Up until now, I have only used my Baharat spice in braised chicken dishes (cooked in liquid): braised beef and braised lamb. When I created this recipe, I tried it both grilled and baked in the oven. I was most pleased with both methods of preparation actually. Very tasty both ways! In Iraq, they would likely use whole, cut-up chicken pieces as I don’t think Cornish hens are available there. I especially like to use Cornish hens for serving company, if I can get them, simply for the cute visual impact on the plate. The meat doesn’t taste one bit different than larger chicken. This recipe would be very for preparing quail, dove or other wild game fowl as well.
I allow a half a bird per person when buying your Cornish hens but make sure there is one half bird extra for a bigger eater. Most women and men will only eat ½ Cornish hen when two sides are served. I have seen a man with a hefty appetite eat a whole hen on one occasion. I have only done so once in my life, but it was a particularly small hen. If I fix 2 sides, ½ Cornish hen fills me right up. This recipe is suitable for all phases of Atkins, Keto diets, Primal and Paleo as well.

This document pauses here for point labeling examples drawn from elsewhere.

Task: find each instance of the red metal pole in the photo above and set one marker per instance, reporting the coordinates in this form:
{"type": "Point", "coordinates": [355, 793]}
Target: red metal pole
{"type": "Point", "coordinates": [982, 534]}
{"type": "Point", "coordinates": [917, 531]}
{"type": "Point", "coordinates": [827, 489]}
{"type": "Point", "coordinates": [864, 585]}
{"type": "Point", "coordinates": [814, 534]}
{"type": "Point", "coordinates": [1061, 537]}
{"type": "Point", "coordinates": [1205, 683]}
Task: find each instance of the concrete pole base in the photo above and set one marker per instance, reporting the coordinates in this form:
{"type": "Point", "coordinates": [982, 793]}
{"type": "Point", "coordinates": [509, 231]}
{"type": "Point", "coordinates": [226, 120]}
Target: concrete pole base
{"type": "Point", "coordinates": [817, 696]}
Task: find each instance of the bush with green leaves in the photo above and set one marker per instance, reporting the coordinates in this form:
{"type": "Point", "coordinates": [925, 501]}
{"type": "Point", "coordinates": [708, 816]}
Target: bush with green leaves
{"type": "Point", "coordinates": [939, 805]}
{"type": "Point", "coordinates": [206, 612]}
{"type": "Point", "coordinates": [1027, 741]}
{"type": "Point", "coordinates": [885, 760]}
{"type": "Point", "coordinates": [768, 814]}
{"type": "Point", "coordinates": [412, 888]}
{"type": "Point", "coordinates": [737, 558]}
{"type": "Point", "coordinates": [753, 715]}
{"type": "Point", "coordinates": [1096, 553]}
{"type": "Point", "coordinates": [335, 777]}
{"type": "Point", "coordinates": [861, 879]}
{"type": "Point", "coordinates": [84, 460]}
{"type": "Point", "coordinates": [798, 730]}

2 1-1¼ pound Cornish hens (or appropriate # pieces cut up chicken for 4 people)
4 T. unsalted butter (use less if you need to cut calories)
1 tsp. my homemade Baharat Spice Blend
½ tsp. Aleppo pepper (or dried, ground ancho chile pepper)
1/4 tsp. onion powder
Optional: 1/2 tsp. sumac (if available)
DIRECTIONS: Preheat oven to 350º. Melt the butter in a saucer in the microwave. Stir in the spices to mix well. Split the hens in half up the back bone with a knife or kitchen shears. This technique is referred to as spatchcocking or butterflying the bird. If grilling, prepare the fire. When it is hot, place the pieces evenly (or butterflied Cornish Hens cut side down) on the grill. If baking them, place on a grate set inside a baking pan to catch juices.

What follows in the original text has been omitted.